I want to count the occurrences of a specific value (in my case -1) in a numpy array and delete them at the same time.

I could do that so here is what I've done:

a = np.array([1, 2, 0, -1, 3, -1, -1])
b = a[a==-1]
a = np.delete(a, np.where(a==-1)) 
print("a -> ", a) # a ->  [1 2 0 3]
print("b -> ", b) # b ->  3

Is there any more optimised way to do it ?

回答1:

Something like this ? Using numpy like you did is probably more optimized though.

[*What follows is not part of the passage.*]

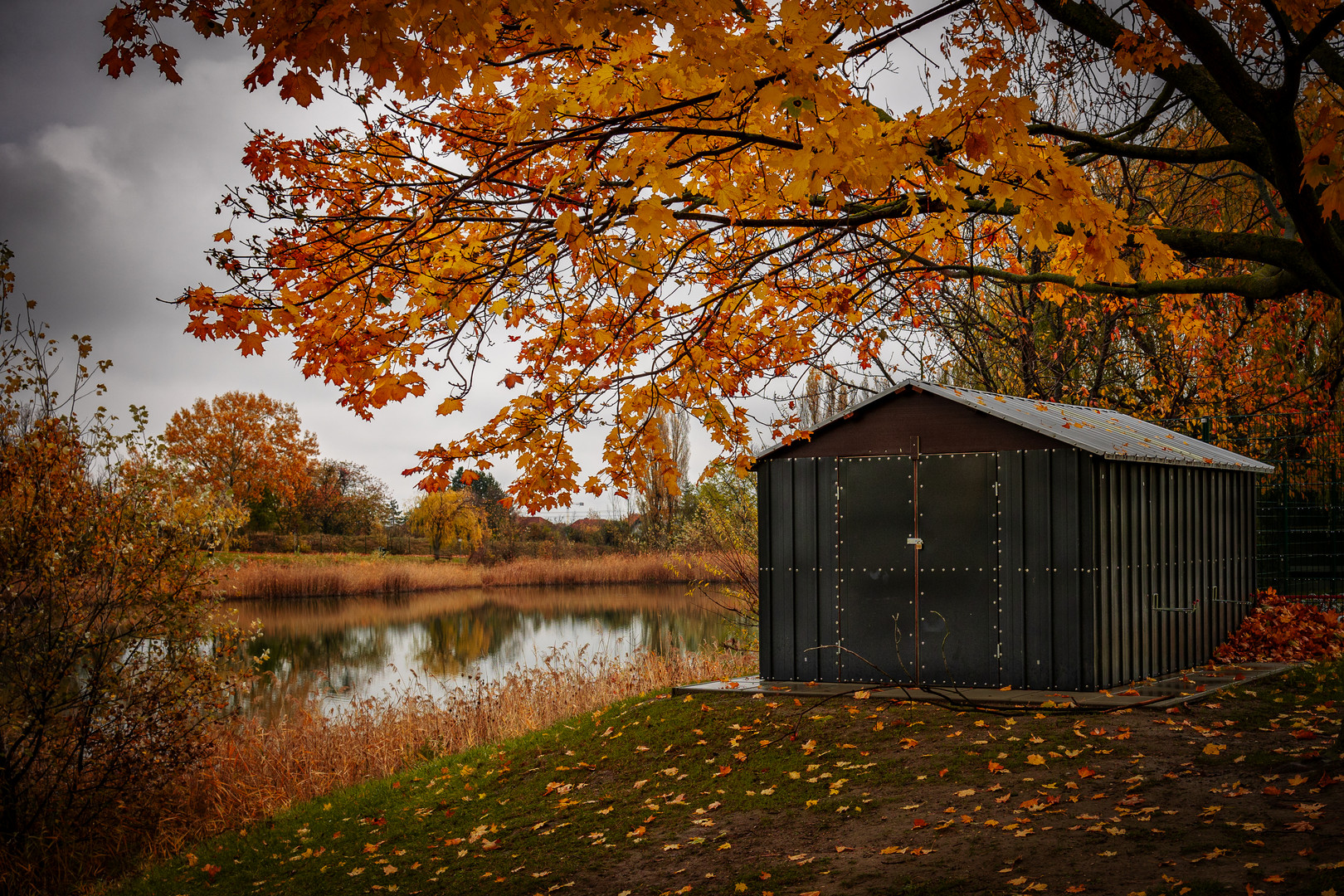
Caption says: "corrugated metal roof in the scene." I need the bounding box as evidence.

a = [x for x in a if x != -1]


回答2:

First, a list in-place count and delete operation:

In [100]: al=a.tolist(); cnt=0
In [101]: for i in range(len(a)-1,-1,-1):
     ...:     if al[i]==-1:
     ...:         del al[i]
     ...:         cnt += 1

In [102]: al
Out[102]: [1, 2, 0, 3]
In [103]: cnt
Out[103]: 3

It operates in place, but has to work from the end. The list comprehension alternative makes a new list, but often is easier to write and read.

The cleanest array operation uses a boolean mask.

In [104]: idx = a==-1
In [105]: idx
Out[105]: array([False, False, False,  True, False,  True,  True], dtype=bool)
In [106]: np.sum(idx)  # or np.count_nonzero(idx)
Out[106]: 3
In [107]: a[~idx]
Out[107]: array([1, 2, 0, 3])

You have to identify, in one way or other, all elements that match the target. The count is a trivial operation. Masking is also easy.

np.delete has to be told which items to delete; and in one way or other constructs a new array that contains all but the 'deleted' ones. Because of its generality it will almost always be slower than a direct action like this masking.

np.where (aka np.nonzeros) uses count_nonzero to determine how many values it will return.

So I'm proposing the same actions as you are doing, but in a little more direct way.